Bei der Lingacom-Applikation liegt das Vakuumlevel im Bereich von 10-5 bis 10-6 mbar, anschließend wird das Gasgemisch – dessen genaue Zusammensetzung natürlich ein bestens gehütetes Firmengeheimnis ist – bis auf Atmosphärendruck eingefüllt. Entsprechend erwies es sich als ausreichend, die Stöpsel mit einer klassischen Elastomer-Dichtung zu versehen. „Mit einer metallischen Dichtung ließe sich die Lösung aber problemlos auf UHV-Applikationen erweitern“, weiß Jürg Öhri. Mithilfe von Metalldichtungen könnte man auch ein herstellungsbedingtes „Ausheizen“ der betreffenden Produkte integrieren, während die Elastomer-Dichtung bei maximal 200°C an ihre Belastungsgrenze kommt. Dank ihres weitreichenden Knowhows sind VAT und seine internationalen Kooperationspartner bestens in der Lage, spezifisch auf die jeweiligen Kundenbedürfnisse eingehen, sowohl die Stopfengeometrie als auch die Dichtungstechnologie betreffend. „So lassen sich die Stopfen ganz genau ans Produkt anpassen“, zeigt sich Shlomi Sofer zufrieden.

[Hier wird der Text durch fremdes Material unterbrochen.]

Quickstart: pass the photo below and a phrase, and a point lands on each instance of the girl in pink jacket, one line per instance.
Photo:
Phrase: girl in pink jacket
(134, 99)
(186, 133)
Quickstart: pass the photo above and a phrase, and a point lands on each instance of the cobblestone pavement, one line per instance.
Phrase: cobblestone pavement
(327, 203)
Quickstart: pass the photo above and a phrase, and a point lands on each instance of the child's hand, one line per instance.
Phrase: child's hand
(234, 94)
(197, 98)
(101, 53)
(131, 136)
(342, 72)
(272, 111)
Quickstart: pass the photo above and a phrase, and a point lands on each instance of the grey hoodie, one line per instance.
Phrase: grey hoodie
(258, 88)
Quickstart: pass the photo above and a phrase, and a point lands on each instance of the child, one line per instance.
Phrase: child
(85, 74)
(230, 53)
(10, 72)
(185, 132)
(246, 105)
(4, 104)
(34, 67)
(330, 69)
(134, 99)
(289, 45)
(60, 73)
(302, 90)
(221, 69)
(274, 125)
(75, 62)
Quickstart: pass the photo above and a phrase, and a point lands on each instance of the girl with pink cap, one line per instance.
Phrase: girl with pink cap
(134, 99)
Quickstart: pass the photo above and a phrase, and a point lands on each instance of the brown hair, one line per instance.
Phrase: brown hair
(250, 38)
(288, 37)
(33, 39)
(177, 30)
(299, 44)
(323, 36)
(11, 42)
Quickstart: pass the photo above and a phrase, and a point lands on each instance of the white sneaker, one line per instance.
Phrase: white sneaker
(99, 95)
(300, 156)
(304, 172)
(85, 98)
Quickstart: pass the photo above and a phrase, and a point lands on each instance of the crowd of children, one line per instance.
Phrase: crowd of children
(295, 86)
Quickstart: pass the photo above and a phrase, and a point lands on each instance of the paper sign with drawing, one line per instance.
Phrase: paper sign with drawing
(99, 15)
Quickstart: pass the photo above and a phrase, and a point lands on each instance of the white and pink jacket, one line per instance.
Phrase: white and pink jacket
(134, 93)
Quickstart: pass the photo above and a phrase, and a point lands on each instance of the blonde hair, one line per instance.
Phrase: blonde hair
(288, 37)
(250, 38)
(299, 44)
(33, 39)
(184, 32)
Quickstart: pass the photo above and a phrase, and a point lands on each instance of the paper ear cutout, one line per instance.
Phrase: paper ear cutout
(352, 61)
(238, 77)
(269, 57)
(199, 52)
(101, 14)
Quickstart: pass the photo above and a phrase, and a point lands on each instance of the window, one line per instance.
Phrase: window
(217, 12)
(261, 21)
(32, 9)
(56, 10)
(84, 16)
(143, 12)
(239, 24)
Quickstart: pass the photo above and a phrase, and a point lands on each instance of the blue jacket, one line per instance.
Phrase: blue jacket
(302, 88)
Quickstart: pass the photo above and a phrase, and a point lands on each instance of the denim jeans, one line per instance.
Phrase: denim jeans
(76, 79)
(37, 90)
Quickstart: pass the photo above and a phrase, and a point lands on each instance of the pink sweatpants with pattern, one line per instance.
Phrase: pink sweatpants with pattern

Auch bei Lingacom ist man mit der Lösung sehr zufrieden. „Dank der innovativen VAT-Technologie lässt sich die Produktionsumgebung für die Detektoren viel kompakter gestalten“, erklärt David Yaish, CEO bei Lingacom. „Als kombinierte Vakuum- und Nichtvakuumanwendung ist zudem eine wesentlich größere Verlässlichkeit gegeben, da ein Absetzen des Ventils und damit ein mögliches Eindringen von Fremdpartikeln unterbleiben.“ Shlomi Sofer fasst die rundum gelungene Zusammenarbeit trefflich zusammen: „Derzeit gibt es auf dem Markt keine andere Alternative zur Pinch-Off-Technologie. Bisher ist der Herstellungsprozess noch manuell, doch dank der Zusammenführung von Evakuation und Gasbefüllung in einen einzigen Prozessschritt lässt sich das Aufbringen des Ventilstöpsels vergleichsweise leicht automatisieren.“ Natürlich machte das tolle Ergebnis schnell die Runde in Entwicklerreisen, schließlich werden auch in vielen anderen Industriezweigen saubere, verlässliche und integrierte Vakuumverschlüsse dringend gesucht. „Erst neulich haben wir eine Gruppe interessierter Unternehmer durch unsere Labors geführt und ihnen die innovative VAT-Lösung im Detail erklärt“, berichtet David Yaish zum Abschluss, „und alle Reaktionen waren sehr, sehr positiv!”